Audio Toolbox

Design and analyze speech, acoustic, and audio processing systems


Audio Toolbox™ provides tools for audio processing, speech analysis, and acoustic measurement. It includes algorithms for audio signal processing (such as equalization and dynamic range control) and acoustic measurement (such as impulse response estimation, octave filtering, and perceptual weighting). It also provides algorithms for audio and speech feature extraction (such as MFCC and pitch) and audio signal transformation (such as gammatone filter bank and Mel-spaced spectrogram).

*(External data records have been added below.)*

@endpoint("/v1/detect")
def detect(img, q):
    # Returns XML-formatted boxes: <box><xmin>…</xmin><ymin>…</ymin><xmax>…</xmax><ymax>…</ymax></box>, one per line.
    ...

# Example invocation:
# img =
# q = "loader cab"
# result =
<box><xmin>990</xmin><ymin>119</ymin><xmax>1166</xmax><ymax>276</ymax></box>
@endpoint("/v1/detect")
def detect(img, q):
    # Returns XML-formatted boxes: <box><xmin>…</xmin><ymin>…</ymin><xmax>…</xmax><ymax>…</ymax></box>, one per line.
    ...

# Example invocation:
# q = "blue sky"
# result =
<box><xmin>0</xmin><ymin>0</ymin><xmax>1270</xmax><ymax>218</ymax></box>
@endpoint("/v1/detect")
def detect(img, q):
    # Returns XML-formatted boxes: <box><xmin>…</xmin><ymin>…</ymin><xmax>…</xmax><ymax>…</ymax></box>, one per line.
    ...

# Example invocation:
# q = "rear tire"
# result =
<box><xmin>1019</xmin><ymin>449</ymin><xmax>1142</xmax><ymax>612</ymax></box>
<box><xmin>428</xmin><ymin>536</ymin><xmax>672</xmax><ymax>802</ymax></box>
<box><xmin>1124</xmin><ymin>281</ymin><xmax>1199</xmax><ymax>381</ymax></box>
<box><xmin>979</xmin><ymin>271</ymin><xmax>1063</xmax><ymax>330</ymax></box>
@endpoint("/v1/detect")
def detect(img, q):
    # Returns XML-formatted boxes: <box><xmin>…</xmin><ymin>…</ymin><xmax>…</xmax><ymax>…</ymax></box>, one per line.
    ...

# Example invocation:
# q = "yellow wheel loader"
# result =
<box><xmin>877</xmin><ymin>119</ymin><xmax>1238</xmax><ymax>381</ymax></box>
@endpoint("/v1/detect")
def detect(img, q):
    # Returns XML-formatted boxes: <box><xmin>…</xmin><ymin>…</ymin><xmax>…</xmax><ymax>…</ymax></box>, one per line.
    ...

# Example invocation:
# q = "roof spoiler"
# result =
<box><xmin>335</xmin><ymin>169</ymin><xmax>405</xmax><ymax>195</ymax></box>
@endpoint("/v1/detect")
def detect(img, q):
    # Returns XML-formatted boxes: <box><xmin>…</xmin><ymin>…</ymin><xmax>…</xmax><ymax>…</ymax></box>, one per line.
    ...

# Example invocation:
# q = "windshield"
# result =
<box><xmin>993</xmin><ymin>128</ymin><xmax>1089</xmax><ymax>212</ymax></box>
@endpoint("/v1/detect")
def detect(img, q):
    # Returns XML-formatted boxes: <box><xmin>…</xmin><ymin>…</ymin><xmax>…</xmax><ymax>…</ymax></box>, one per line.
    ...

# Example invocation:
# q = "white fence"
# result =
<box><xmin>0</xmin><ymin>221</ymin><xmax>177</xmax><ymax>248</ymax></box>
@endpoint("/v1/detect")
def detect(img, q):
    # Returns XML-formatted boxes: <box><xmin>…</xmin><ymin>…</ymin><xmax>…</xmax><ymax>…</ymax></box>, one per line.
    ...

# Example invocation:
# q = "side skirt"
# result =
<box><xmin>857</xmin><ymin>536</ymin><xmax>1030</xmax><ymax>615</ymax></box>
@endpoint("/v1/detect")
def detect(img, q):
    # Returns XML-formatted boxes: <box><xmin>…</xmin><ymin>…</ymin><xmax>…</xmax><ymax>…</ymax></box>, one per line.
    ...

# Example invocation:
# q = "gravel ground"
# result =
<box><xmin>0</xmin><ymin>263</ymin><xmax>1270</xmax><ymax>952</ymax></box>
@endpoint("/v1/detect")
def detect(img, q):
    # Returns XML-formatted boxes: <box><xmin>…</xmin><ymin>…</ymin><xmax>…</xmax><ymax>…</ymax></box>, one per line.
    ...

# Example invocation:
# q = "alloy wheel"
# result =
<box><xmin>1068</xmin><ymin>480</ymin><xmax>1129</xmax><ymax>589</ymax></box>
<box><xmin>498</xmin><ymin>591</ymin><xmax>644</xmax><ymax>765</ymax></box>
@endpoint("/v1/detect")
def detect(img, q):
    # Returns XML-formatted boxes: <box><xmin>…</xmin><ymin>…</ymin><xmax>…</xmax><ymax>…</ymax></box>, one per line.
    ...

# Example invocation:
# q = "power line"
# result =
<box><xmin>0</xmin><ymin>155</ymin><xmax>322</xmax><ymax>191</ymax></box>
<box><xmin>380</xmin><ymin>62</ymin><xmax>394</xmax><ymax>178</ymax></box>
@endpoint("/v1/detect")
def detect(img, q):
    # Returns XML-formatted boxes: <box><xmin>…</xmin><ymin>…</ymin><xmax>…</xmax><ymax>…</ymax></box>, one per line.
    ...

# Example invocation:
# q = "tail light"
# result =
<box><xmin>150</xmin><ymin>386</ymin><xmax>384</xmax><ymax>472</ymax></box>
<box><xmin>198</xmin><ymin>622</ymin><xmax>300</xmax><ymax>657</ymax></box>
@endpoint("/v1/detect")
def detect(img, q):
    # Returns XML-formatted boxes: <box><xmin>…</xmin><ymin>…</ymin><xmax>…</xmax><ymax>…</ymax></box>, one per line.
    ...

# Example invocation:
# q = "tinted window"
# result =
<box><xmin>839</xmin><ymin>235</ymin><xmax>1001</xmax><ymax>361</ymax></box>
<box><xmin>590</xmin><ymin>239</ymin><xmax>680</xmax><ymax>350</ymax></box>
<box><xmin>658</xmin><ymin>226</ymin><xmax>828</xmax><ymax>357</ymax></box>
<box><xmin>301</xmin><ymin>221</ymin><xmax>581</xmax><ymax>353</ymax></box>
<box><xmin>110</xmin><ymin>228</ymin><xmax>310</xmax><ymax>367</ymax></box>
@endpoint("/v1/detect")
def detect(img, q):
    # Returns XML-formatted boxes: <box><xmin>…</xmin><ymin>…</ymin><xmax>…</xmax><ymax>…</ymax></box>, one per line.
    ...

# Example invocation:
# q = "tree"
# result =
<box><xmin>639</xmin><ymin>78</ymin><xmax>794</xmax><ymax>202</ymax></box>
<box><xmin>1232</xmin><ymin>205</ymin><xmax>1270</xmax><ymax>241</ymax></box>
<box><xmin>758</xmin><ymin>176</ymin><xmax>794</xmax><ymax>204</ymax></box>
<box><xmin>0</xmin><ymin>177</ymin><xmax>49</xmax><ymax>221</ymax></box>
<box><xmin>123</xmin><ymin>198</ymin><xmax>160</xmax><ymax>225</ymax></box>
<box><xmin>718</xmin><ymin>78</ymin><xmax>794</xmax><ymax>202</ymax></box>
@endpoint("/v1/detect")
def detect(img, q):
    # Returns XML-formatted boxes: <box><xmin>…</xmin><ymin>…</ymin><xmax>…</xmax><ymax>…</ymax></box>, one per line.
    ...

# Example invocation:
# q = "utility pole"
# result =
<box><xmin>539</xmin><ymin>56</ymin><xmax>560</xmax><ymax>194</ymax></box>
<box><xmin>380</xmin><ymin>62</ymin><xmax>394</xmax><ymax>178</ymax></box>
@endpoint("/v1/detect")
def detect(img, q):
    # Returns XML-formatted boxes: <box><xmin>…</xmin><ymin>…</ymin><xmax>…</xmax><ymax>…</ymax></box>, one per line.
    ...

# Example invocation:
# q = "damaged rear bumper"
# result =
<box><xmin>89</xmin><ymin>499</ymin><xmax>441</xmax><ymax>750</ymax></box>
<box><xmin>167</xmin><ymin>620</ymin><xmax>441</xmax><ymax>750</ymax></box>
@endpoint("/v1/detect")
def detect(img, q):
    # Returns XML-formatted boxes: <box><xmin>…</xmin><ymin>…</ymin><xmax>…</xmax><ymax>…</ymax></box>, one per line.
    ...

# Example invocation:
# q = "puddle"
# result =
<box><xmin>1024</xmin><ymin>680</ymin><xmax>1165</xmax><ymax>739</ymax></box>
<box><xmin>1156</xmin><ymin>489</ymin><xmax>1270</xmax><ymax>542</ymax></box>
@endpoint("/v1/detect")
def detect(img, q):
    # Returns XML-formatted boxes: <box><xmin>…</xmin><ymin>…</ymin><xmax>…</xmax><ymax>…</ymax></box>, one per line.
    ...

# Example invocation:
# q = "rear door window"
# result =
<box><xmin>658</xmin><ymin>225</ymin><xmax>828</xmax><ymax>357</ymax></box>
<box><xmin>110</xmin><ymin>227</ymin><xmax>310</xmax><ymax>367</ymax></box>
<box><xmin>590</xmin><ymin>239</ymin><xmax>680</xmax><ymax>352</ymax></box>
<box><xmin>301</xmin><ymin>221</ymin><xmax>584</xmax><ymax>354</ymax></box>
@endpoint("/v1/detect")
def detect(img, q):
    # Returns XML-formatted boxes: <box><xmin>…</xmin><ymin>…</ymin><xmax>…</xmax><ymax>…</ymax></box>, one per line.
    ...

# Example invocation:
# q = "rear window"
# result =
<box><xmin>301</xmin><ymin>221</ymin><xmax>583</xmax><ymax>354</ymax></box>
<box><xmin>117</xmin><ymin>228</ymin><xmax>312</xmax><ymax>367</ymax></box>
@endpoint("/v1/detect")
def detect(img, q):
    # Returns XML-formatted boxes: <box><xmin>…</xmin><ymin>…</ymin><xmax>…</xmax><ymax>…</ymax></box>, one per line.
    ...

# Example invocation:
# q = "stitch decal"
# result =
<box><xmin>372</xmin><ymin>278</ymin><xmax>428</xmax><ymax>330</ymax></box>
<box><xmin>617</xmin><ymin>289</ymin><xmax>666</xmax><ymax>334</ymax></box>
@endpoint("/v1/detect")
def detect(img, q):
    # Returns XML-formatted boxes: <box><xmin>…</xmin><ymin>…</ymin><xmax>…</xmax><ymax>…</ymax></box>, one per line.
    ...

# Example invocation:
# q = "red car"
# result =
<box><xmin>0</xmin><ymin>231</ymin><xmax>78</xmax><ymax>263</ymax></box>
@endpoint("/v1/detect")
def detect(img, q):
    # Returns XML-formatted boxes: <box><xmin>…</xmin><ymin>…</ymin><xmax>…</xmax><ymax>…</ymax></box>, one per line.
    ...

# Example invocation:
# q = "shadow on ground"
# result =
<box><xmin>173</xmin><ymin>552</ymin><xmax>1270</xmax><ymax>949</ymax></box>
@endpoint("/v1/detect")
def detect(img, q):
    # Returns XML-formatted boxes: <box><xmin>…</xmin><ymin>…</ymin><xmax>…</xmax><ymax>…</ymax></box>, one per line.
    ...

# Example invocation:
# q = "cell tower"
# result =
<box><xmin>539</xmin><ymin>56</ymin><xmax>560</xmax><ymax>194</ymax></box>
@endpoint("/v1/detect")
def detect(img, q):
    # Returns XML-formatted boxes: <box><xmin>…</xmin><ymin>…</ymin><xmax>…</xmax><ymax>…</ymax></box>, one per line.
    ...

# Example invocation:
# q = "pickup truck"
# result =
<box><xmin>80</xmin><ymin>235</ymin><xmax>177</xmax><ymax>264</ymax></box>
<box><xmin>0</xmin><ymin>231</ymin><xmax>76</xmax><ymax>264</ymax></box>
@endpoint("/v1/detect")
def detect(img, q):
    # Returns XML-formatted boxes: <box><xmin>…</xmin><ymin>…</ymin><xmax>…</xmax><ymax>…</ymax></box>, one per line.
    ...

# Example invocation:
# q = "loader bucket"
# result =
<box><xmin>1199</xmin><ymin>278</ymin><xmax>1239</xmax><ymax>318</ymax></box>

Toolbox apps support live algorithm testing, impulse response measurement, and audio signal labeling. The toolbox provides streaming interfaces to ASIO, WASAPI, ALSA, and CoreAudio sound cards and MIDI devices, and tools for generating and hosting standard audio plugins such as VST and Audio Units.

With Audio Toolbox you can import, label, and augment audio data sets, as well as extract features and transform signals for machine learning and deep learning. You can prototype audio processing algorithms in real time by streaming low-latency audio while tuning parameters and visualizing signals. You can also validate your algorithm by turning it into an audio plugin to run in external host applications such as Digital Audio Workstations. Plugin hosting lets you use external audio plugins like regular objects to process MATLAB® arrays. Sound card connectivity enables you to run custom measurements on real-world audio signals and acoustic systems.

Get Started:

Audio Streaming with Sound Cards

Connect to standard laptop and desktop sound cards for streaming low-latency multichannel audio between any combination of files and live inputs and outputs.

Connectivity to Standard Audio Drivers

Read and write audio samples from and to sounds cards (such as USB or Thunderbolt™) using standard audio drivers (such as ASIO, WASAPI, CoreAudio, and ALSA) across Windows®, Mac®, and Linux® operating systems.

Multichannel sound cards.

Low-Latency Multichannel Audio Streaming

Process live audio in MATLAB with milliseconds of round-trip latency.

Live raw input from four-channel microphone array.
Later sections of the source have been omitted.